And I'm still not a fan of the auto wipers cause they fail to function properly too often - smart stalk like on the S would not clutter up the clean look of the 3 in my view. Otherwise things seem to work well enough


----------



## JasonF

MelindaV said:


> maybe it also didnt bother me as much going to the Model 3 because my prior cars had minimal buttons. first car I had had a couple heat levers, wiper switch, head lights (highbeams on the floor) and turn signals and that was about it. Next 'modern' car had not that many more. So i've never depended on having 50 separate switches/buttons/knobs (although I did find the lack of that 3rd pedal to take some getting used to)
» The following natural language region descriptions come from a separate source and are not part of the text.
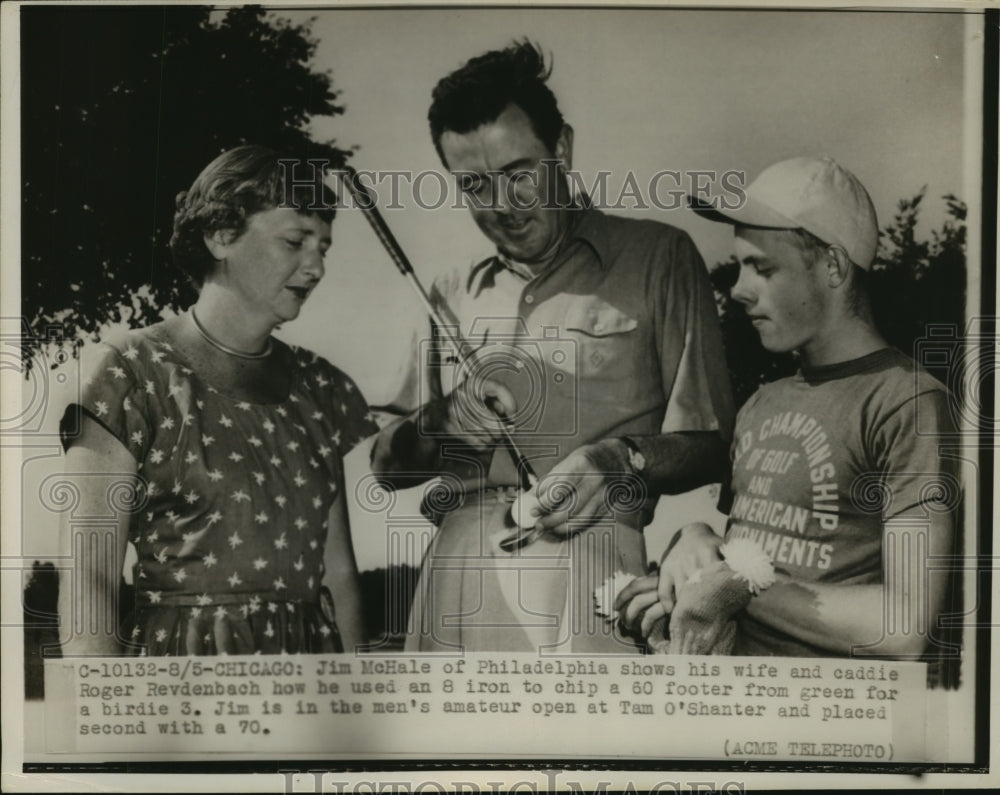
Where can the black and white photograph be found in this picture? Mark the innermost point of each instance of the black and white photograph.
(476, 397)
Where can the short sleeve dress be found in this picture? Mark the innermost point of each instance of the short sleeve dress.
(233, 515)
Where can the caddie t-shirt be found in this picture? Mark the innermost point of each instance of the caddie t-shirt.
(822, 459)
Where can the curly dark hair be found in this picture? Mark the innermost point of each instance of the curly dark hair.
(480, 91)
(236, 185)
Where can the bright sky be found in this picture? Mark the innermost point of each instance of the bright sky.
(645, 90)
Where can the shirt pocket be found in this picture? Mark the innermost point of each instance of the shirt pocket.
(605, 339)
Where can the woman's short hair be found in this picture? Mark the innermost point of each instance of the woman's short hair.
(236, 185)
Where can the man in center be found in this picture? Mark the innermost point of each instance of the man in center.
(596, 336)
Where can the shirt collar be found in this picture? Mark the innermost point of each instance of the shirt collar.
(587, 225)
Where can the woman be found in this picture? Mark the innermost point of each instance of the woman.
(237, 439)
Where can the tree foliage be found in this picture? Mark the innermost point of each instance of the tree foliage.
(913, 282)
(121, 108)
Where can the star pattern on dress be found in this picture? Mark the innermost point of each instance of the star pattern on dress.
(193, 532)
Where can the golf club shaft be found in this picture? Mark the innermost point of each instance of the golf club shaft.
(466, 354)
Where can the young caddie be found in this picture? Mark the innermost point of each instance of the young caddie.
(836, 471)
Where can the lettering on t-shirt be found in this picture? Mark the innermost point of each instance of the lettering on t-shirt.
(764, 456)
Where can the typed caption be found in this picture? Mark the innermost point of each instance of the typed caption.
(725, 708)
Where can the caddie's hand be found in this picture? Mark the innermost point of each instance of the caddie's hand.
(474, 412)
(575, 494)
(647, 599)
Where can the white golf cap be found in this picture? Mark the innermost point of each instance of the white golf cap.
(812, 193)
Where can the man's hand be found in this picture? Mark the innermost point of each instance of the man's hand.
(472, 413)
(654, 596)
(574, 495)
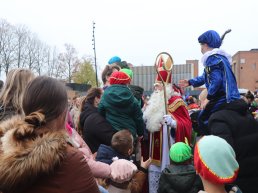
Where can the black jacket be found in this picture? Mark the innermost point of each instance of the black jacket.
(238, 127)
(179, 179)
(96, 130)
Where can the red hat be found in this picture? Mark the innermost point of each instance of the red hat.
(214, 160)
(166, 76)
(119, 77)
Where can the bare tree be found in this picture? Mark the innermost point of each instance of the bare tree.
(31, 51)
(69, 59)
(22, 34)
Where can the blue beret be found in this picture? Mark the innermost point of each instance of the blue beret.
(211, 38)
(114, 59)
I would venture a guess that people who have always bought one particular brand of car would absolutely hate the Model 3 touch screen. Because those people have years or decades of muscle memory to overcome.


----------



## lance.bailey

Save for the Model 3, I have only bought Volvos since 1991. Had a 1989 245 from 1991 until 2015 and the muscle memory was scary accurate, but no problem here driving the model 3 and transitioning to the touch screen.


----------



## SAronian

Similarly for the Model Y under "Don't Like" they note "no real blind spot warning." I would rather have a car that steers me away from a collision than one that signals a warning.


----------



## JasonF

SAronian said:


> Similarly for the Model Y under "Don't Like" they note "no real blind spot warning." I would rather have a car that steers me away from a collision than one that signals a warning.


Correction: No blind spot warning _that allows you to change lanes blindly_. Because that's what most "traditional" blind spot warnings do, allow the driver to just start moving over blindly, and the car will scream at them if someone is there.


----------



## AutopilotFan

lance.bailey said:


> Back in 1986 or so when I started studying and being interested in UI design - or as it was called back in those days "Computer Human Interface" or "Human Factors in Computer Systems", I remember a talk at SIGCHI 1987 where the speaker compared using a computer system to driving a car. That even though cars are all different we can all get in and drive without too much difficulty - the signals, pedals, steering and adjustments are all in about the same location and operate the same way. We don't need training to drive a Ford versus a Chevrolet the same way we need training to use the new HR system (or in those days Word vs WP vs Publisher).


I remember that talk. In 1990, I got a master's degree in Engineering Design -- which is the same thing as "computer-human interaction" (the "CHI" in "SIGCHI").

If I were to perform usability testing on the Model 3, I would observe what Consumer Reports observed. But if I repeated that usability test with an experienced driver -- someone who had been driving their Model 3 for months -- I'm sure I'd observe what we all understand.

A better analogy might be early smartphones. Do you remember the big argument between those used to phones with keyboards, like Blackberrys? People thought the iPhone was hard to use because of its on-screen keyboards. How could anyone type at a decent speed with no touch feedback? But the on-screen keyboards were smart in ways that people didn't realized, and they could use predictive algorithms to guess what word you were typing and let you select it in ways that physical keyboards can't.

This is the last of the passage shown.